★小池博史★演出家・振付家・美術家・作家・写真家

by kikh
 
9/24 政権交代
 政権が交代したばかりではあるが、鳩山政権は次々と新機軸を打ち出している。1990年比でCO2削減25%を2020年までに実現すると言うと、経済界は猛反発している。メディアは、分かったように政権交代というのはこういうことだ、と告げる。しかし、変化したくない自民党政権を支えてきたのは誰あろう、メディアでもあったのではないか。
 やはり多様性こそが問われるのだ。考え方が一律になった途端に、組織はダメになりはじめる。自民党政権がダメになりだしたのは、僕は田中派が支配し出した頃からだろうと考える。

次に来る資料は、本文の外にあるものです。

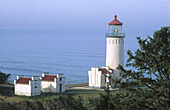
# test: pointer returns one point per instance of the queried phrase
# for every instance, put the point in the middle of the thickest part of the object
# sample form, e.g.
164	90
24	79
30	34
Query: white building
114	55
97	77
52	83
27	86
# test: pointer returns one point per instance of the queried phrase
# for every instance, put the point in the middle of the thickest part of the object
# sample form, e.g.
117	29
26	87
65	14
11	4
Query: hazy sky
88	15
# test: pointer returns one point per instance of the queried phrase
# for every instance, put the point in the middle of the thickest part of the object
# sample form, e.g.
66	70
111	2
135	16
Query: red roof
115	21
105	71
49	78
23	81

対抗軸はあったが、考え方が一方向に流れるようになり、すると一律化が始まった。それから数十年も保守のままほとんど変らず、保守の好きな日本人は、保守の中での自民党をぶっ壊すと言って人気を博し、郵政民営化是か非か、という言葉だけで、自民党を一気に盛り返させたのは誰あろう、私たちであった。既得権益が温存できる体制の中で、いくら変えようとしても、それは無理だ。そこに日本人はなにゆえに気付かなかったのか?私たちの中にある保守こそ一番、安定こそ一番、変らないことこそ一番という意識ゆえであったのだろう。それが本当に状況を悪くする。保守であるには、果敢に攻める必要がある。その果敢な攻めが保守を成り立たせる。単に既得権益を守るという発想だけでは、保守は成り立たない。

 舞台だって似たようなものである。日本でも引っ張りだこの演出家がいる。安全性を見れば、ううむ、たしかにこういう人選になるのが日本だんだろうなあと思う。しかし、その指向性が、状況を少しずつつまらない方向に導いていく。

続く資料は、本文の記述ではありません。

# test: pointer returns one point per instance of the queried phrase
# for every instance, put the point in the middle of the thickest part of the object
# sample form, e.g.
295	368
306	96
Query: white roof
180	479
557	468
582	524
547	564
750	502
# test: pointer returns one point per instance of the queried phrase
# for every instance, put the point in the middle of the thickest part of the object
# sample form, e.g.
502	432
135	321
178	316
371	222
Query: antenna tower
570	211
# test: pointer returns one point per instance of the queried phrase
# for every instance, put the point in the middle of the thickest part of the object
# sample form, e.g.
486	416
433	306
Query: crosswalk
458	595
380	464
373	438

 安定というのは、そこに留まりたいという欲求であるから、それは致し方がない面もあろう。だが、留まりたいと思った途端に、冒険心は消える。それが消えると低下は免れない。

 
 「Nobody」は57分形になった。残りはちょうど6分である。9割はほぼ完成ということになる。残り1割を三日間で作れるかと問われると、かなり怪しいと言わざるを得ない。9割出来ていれば、ヨシとするしかないだろう。まあ、予定通りに近い。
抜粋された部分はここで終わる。